L'Etat peut forcer des propriétaires à vendre leur maison familiale : les juges ne peuvent rien y faire
Article 17 de la Déclaration des droits de l'Homme et du citoyen : "La propriété étant un droit inviolable et sacré, nul ne peut en être privé". En clair, personne ne peut s'accaparer le bien d'autrui ou empêcher un citoyen d'accéder à la propriété s'il remplit toutes les conditions pour acquérir un bien. "Oui enfin, il faut lire l'article jusqu'au bout", précise Jonathan Azogui, avocat associé au cabinet Seinsei-Avocats et spécialiste en droit de l'expropriation. En effet, il est également écrit dans cet article qu'un citoyen peut être privé du droit à la propriété "lorsque la nécessité publique l'exige, et sous la condition d'une juste indemnité". Concrètement, il arrive parfois que l'intérêt général prime sur le droit privé et qu'un propriétaire soit privé de son logement.
"L'Etat ou les collectivités territoriales comme les communes, les départements, les régions, les établissements publics ou les groupements d'intérêts publics peuvent légalement forcer un propriétaire à quitter son logement", indique Jonathan Azogui. "Je dis bien "forcer" car dans de nombreux cas les propriétaires impactés ne sont pas d'accord", précise l'avocat. On parle alors d'expropriation. Une procédure encadrée par le Code de l'expropriation. "Cette situation arrive bien plus souvent qu'on ne le pense", souligne-t-il.
Pour faire valider une expropriation, l'Etat ou la collectivité territoriale doit lancer une enquête publique et invoquer le motif de l'intérêt général. Ce dernier est officialisé par une déclaration d'utilité publique (DUP), qui doit être validée par un juge administratif. L'utilité publique peut être prononcée dans plusieurs cas de figure : "pour la destruction d'un habitat insalubre, la prévention des risques naturels majeurs ou la réalisation de grands travaux d'intérêt collectif", explique Jonathan Azogui. Ainsi des propriétaires ont par exemple été expropriés de leur logement car ils occupaient une maison au bord d'un littoral rongé de plus en plus par la montée des eaux.

Autre exemple d'expropriation, plus massif celui-ci : le projet urbain du Grand Paris. "Pour construire de nouvelles lignes de métro, de bus et de RER, plus de 200 propriétaires franciliens qui ont été contraints de quitter leur logement", se souvient l'avocat. Idem pour le chantier de l'autoroute A69, entre Castres et Toulouse, où 820 propriétaires ont également été expropriés.
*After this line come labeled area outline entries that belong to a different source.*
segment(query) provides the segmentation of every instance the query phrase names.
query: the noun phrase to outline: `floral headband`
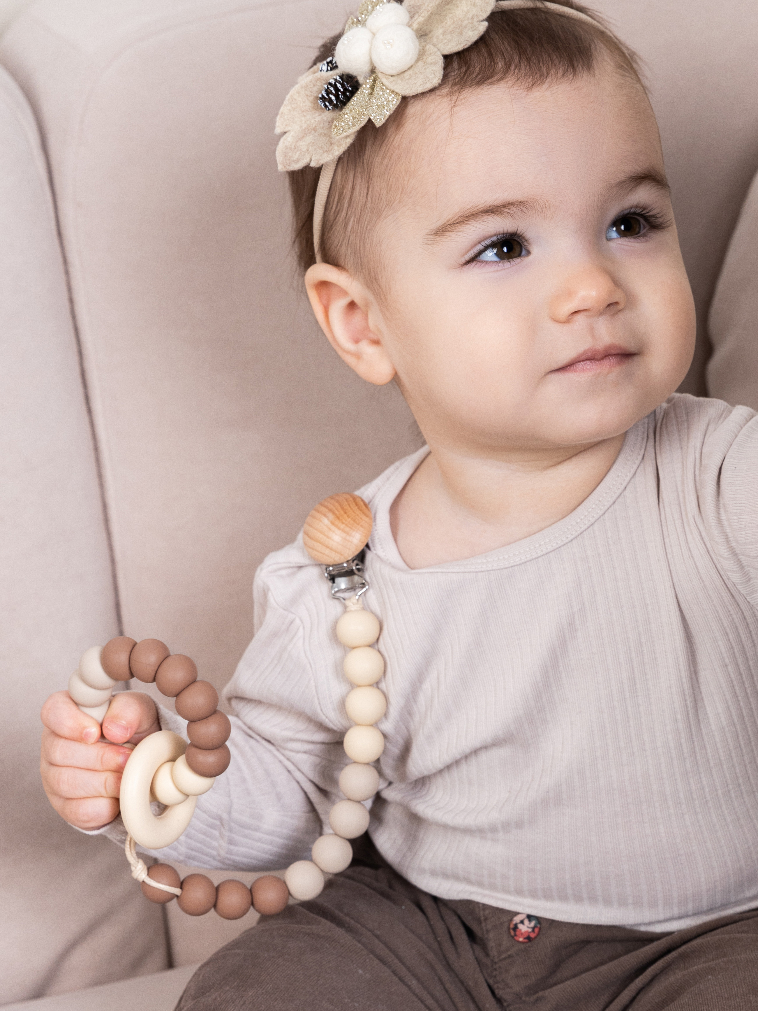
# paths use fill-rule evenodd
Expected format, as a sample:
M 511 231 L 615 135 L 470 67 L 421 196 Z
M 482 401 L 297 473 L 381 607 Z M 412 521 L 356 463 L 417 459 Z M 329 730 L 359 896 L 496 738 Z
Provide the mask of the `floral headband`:
M 363 0 L 334 57 L 299 78 L 276 120 L 276 132 L 284 134 L 276 157 L 280 172 L 321 169 L 313 206 L 317 263 L 337 162 L 358 130 L 369 119 L 381 126 L 401 98 L 436 88 L 443 58 L 475 42 L 493 10 L 525 8 L 548 9 L 611 34 L 587 14 L 548 0 Z

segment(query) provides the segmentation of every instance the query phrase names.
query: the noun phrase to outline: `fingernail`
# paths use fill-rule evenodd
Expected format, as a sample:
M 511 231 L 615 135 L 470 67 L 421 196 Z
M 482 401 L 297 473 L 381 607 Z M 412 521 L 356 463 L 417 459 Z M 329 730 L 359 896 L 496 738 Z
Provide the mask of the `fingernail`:
M 129 736 L 129 728 L 125 723 L 119 723 L 118 720 L 107 720 L 106 722 L 111 734 L 125 734 L 126 737 Z

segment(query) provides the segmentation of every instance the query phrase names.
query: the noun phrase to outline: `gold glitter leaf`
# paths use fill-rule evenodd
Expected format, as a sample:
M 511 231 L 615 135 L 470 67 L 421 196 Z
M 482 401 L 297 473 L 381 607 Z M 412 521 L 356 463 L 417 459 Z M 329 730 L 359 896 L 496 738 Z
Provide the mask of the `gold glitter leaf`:
M 358 23 L 365 24 L 377 7 L 383 7 L 385 0 L 363 0 L 358 8 Z
M 397 108 L 402 96 L 392 91 L 378 77 L 371 96 L 371 118 L 375 126 L 381 126 L 384 120 Z

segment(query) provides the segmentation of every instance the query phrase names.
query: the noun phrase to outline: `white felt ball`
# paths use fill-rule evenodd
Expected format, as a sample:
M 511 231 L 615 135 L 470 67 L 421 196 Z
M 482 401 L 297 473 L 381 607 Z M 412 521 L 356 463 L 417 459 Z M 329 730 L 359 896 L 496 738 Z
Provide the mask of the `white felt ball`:
M 387 700 L 379 688 L 353 688 L 345 700 L 345 709 L 353 723 L 370 727 L 378 723 L 387 712 Z
M 339 875 L 341 870 L 350 866 L 353 847 L 340 835 L 321 835 L 313 843 L 310 855 L 313 857 L 313 863 L 324 874 Z
M 323 874 L 312 860 L 296 860 L 284 871 L 284 884 L 293 899 L 307 902 L 323 891 Z
M 69 695 L 79 706 L 102 706 L 110 699 L 110 688 L 93 688 L 85 684 L 78 670 L 69 678 Z
M 379 619 L 370 611 L 346 611 L 337 623 L 343 646 L 371 646 L 379 638 Z
M 384 673 L 384 657 L 371 646 L 359 646 L 345 657 L 343 670 L 354 684 L 376 684 Z
M 200 797 L 202 794 L 207 794 L 216 782 L 212 775 L 200 775 L 191 769 L 184 755 L 180 755 L 174 762 L 171 777 L 177 789 L 183 794 L 187 794 L 188 797 Z
M 150 787 L 155 799 L 170 808 L 174 807 L 175 804 L 183 804 L 188 797 L 174 783 L 171 774 L 173 768 L 173 761 L 165 761 L 163 765 L 159 765 Z
M 387 24 L 374 35 L 371 61 L 382 74 L 402 74 L 418 59 L 418 39 L 405 24 Z
M 344 839 L 357 839 L 369 827 L 370 815 L 357 801 L 338 801 L 329 811 L 329 825 Z
M 337 66 L 346 74 L 367 77 L 371 73 L 371 43 L 373 32 L 368 28 L 351 28 L 346 31 L 335 50 Z
M 343 745 L 348 758 L 368 764 L 384 751 L 384 736 L 376 727 L 351 727 Z
M 102 651 L 102 646 L 90 646 L 82 654 L 82 659 L 79 661 L 79 673 L 84 683 L 89 684 L 91 688 L 100 688 L 101 691 L 112 688 L 116 683 L 115 679 L 103 670 L 103 665 L 100 663 Z
M 366 21 L 366 27 L 369 31 L 378 31 L 385 24 L 407 24 L 409 20 L 410 14 L 402 4 L 384 3 Z
M 379 773 L 373 765 L 351 762 L 340 773 L 340 790 L 351 801 L 368 801 L 379 789 Z

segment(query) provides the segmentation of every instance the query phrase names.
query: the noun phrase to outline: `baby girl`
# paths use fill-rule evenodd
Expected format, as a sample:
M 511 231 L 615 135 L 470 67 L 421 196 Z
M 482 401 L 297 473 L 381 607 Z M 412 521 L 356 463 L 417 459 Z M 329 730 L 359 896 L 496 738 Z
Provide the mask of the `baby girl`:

La plupart du temps, il est difficile pour les propriétaires de contester une DUP pour éviter l'expropriation, "surtout si le caractère indispensable du projet est avéré", précise Jonathan Azogui. En revanche, une fois que les futurs expropriés ont reçu le courrier les informant de la décision du juge administratif, ils peuvent alors se tourner vers un juge de l'expropriation. Ce dernier va déterminer le montant de l'indemnité que les propriétaires lésés vont toucher. "L'idée c'est alors d'obtenir la somme la plus importante possible", explique l'avocat.
Le prix proposé par le juge ne prend pas seulement en compte la valeur vénale du bien, mais il doit aussi inclure des indemnités liées au préjudice subi par le propriétaire comme des frais de déménagement ou de relogement. "Les propriétaires obtiennent davantage d'argent en étant expropriés plutôt qu'en vendant leur logement de façon classique", conclut le spécialiste en droit de l'expropriation.